Pre-medication should consist of an opioid to achieve adequate analgesia prior to the commencement of the procedure and if required benzodiazepine for reducing anxiety unless there are contraindications to use. Aim to avoid giving further opioids once benzodiazepine has been administered.

Where both an opioid and benzodiazepine are used, the procedure and immediate post insertion care is recommended to occur in a close observation unit or critical care area.


If formal sedation is to be used during the procedure, this should be given in line with recommendations of the Australian and New Zealand College of Anaesthetists for conscious sedation which includes the need for IV access, adequately trained staff and monitoring including oximetry throughout the procedure9.
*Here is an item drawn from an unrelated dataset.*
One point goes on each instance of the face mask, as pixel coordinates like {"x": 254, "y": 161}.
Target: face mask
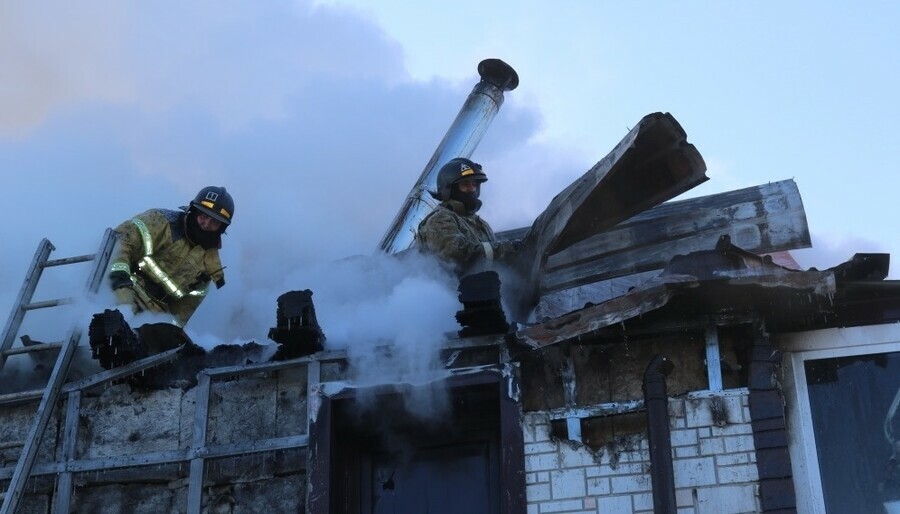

Sedation minimum requirements:

  • patient triage and risk assessment
  • someone to monitor the airway
  • some with bag and mask ventilation skills

Australian and New Zealand College of Anaesthetists Professional Documents

Local anaesthetic

  • Lignocaine 1% with or without adrenaline, should be infiltrated prior to the procedure paying particular attention to the skin, periosteum and the pleura. Do not exceed the maximum volume of lignocaine.
    • Lignocaine 1 % without adrenaline
    • Maximum dose is 3 mg / kg
    • 50 kg adult - 150 mg - 15 ml
    • 70 kg adult - 210 mg - 21 ml
    • 90 kg adult - 270 mg - 27 ml
  • Lignocaine 1 % with adrenaline (1:100 000)
    • Maximum dose is 7 mg / kg
    • 50 kg adult - 350 mg - 35 ml
    • 70 kg adult - 490 mg - 49 ml
    • 90 kg adult - 630 mg - 63 ml
  • Lignocaine 2% should not be used.
  • Particular care should be taken in relation to the dose of lignocaine where a pleural drain is required soon after another procedure for which local anaesthetic has been used (especially bronchoscopy or fine needle airway biopsy).
  • Infiltrating local anaesthetic. Make sure the patient has no allergies. Using 2-5mls infiltrate the area where the skin incision is to be made. Then pass the needle vertically over the top of the rib (so as to avoid the intercostal nerve/neurovascular bundle), while maintaining a negative pressure on the plunger, until air or fluid is aspirated into the syringe. Withdraw the needle slowly until air or fluid just stops being aspirated. The tip of the needle is now in the extrapleural plane. Withdraw the needle slowly injecting the remaining local anaesthetic as you go. Allow sufficient time for local anaesthetic (LA) to take effect before commencing insertion.